Despite many obstacles, India’s young generation displays an extraordinary amount of talent, energy and determination. Their journey — personal chronicles of ordinary men and women narrated with empathy — is at the center of “The End of Karma: Hope and Fury Among India’s Young” (W.W. Norton, 256 pp., $26.95), a nonfiction title by Somini Sengupta, George Polk Award-winning New York Times correspondent. The word “karma” in the title means destiny, what the young would like to push past and perhaps rewrite.

The story starts in 1975 when Sengupta is 8 years old. Her young parents decide to leave Kolkata (formerly Calcutta) and migrate to the United States to seek a better life. Eventually, she pursues a career in journalism.

Author appearance

Somini Sengupta

The author of “The End of Karma” will appear at 7 p.m. Thursday, March 24, at the Seattle Asian Art Museum, at 1400 E. Prospect St., in Seattle’s Volunteer Park. Co-sponsored by the Gardner Center for Asian Art & Ideas and the Elliott Bay Book Co.; free (206-624-6600 or elliottbaybook.com).

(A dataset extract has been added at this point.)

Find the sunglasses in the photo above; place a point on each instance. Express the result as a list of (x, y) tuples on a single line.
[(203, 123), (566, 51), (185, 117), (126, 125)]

Three decades later, Sengupta returns to India as the New Delhi bureau chief for The New York Times. It is then that she encounters the generation born since India’s economic reforms of the 1990s. She also adopts a daughter, which sharpens her focus on the young. “From their generation could come an invention that changes the way we live, or a song that blows our minds, or a yearning, a hunger, to which we all have to pay attention.”

We meet Anupam, the son of an auto-rickshaw driver, who has “fire in the belly,” and studies obsessively to gain entrance in a top engineering institute in the country; Mani, who hails from a village in the jungles and takes a job in the city as a maid, thereby improving her life immeasurably; and Varsha, a high-school student and daughter of a laundryman, who hopes to become a police officer, the embodiment of her “dreams of escape.” Ambition is the common theme here, particularly the thwarted ambition so common in India, which, according to Sengupta, can be as “ruinous as lava.”

Do these individual stories adequately portray India? Sengupta answers this hypothetical question in the following manner: “No single story can reflect the story of a billion Indians — not even seven stories.”

In this gorgeously written, memoir cum sociopolitical study of democratic India, a “love letter” to her adopted daughter, Sengupta views the political impact as well. India’s youth, speaking with a common voice, can attain victories of historic proportions. Such was the case with the election of Prime Minister Narendra Modi. Hungry, impatient, young voters, who wanted to achieve progress much quicker, supported him. Modi’s embrace of social media, already popular with the young, was believed to have helped him win the election.

Toward the end of the book, Sengupta lays out the enormous challenges India faces. But she remains optimistic that the young generation will continue to push the country toward more meaningful progress.